Tenho estado a cogitar sobre o porquê a ideia da verdade se apresenta tão complicada à mente da maioria das pessoas. A verdade, em si mesma, é a essência da simplicidade. Porém, dá-se que cada qual se aproxima da Verdade a partir do ponto de vista de seus próprios gostos e desgostos, a partir de seu ponto de vista pessoal, e por essa maneira, atribui à verdade certas qualidades definidas que foi a própria pessoa quem desenvolveu. O místico atribui à verdade as qualidades místicas que alcançou e o ocultista vê a verdade somente em coisas não visíveis para os olhos físicos. Se, porém, tiverdes a verdade como não possuindo qualquer das qualidades definidas da mente humana, verificareis que ela, em absoluto, não pode ter facetas. É semelhante a uma joia. A beleza da joia reside nela mesma e não nas facetas que nela recortais. Podem elas adornar a joia, porém a beleza da joia está na joia, não nas facetas.

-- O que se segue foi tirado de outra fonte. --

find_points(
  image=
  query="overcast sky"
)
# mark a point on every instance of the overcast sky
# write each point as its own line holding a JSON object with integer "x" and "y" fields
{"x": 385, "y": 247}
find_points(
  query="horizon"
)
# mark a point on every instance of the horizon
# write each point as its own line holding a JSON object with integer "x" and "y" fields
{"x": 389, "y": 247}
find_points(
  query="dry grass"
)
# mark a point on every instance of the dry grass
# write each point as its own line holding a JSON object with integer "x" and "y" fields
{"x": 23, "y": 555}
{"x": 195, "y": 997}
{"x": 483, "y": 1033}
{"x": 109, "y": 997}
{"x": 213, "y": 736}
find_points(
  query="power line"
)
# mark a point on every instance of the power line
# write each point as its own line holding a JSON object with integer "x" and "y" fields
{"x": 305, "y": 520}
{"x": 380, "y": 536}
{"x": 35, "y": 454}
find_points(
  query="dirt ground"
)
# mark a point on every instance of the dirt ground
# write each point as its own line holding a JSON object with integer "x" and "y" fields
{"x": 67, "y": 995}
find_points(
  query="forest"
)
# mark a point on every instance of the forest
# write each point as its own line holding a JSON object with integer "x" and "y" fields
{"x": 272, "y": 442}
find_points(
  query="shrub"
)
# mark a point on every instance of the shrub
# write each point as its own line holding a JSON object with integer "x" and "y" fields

Assim, pois, se encarardes a verdade, a vida, deste ponto de vista, assimilareis todas as expressões dela por meio de experiência e assim chegareis a essa simplicidade que é a espiritualidade verdadeira. Por simplicidade não entendo eu a simplicidade da rudeza, da vulgaridade, porém, a simplicidade que é a quintessência de todo o pensamento, de toda a emoção — que brota da origem de todas as coisas. Quando tocais essa origem, sois essa simplicidade, sois essa vida. A simplicidade é beleza e grandeza. Todas as coisas grandes possuem essa qualidade da simplicidade, a qual é apenas um processo de assimilação contínua e de contínua eliminação, até que tenhais chegado à plena realização dessa verdade que é vida, na qual não há divisão de partes múltiplas, nem distinção de muitas facetas. Estas são apenas ilusões da mente ignorante. Assim, pois, tendes que vir à Verdade com plena simplicidade da grande experiência, e então podeis discernir as qualidades refinadoras da verdade por todo o mundo, seja qual for a maneira pela qual ela se expresse. Vós sereis parte dessa Verdade. Então, não dividireis a vida em misticismo ou ocultismo, em Puritanismo ou Catolicismo Romano, em beleza e feiura. A Verdade está no conjunto e o reconhecimento disso exige completa naturalidade, essa naturalidade que se acha desprovida de todas as qualidades sub-humanas, na qual existe espontaneidade de ação, de pensamento e emoção, pelo fato de haverdes tocado a pura fonte das coisas todas. Se assim encarardes a verdade e por ela tiverdes amor em si mesma, por ser ela simplicidade, então estabelecereis dentro de vosso coração e mente essa realidade que é a resultante do ser positivo, desprovido de todo apego, de toda dúvida, de toda a incerteza, de todo o argumentar sobre o que é bem e, o que é mal. Quando houverdes tocado essa fonte da realidade, sereis semelhantes ao deserto — vasto, ilimitado e indiviso.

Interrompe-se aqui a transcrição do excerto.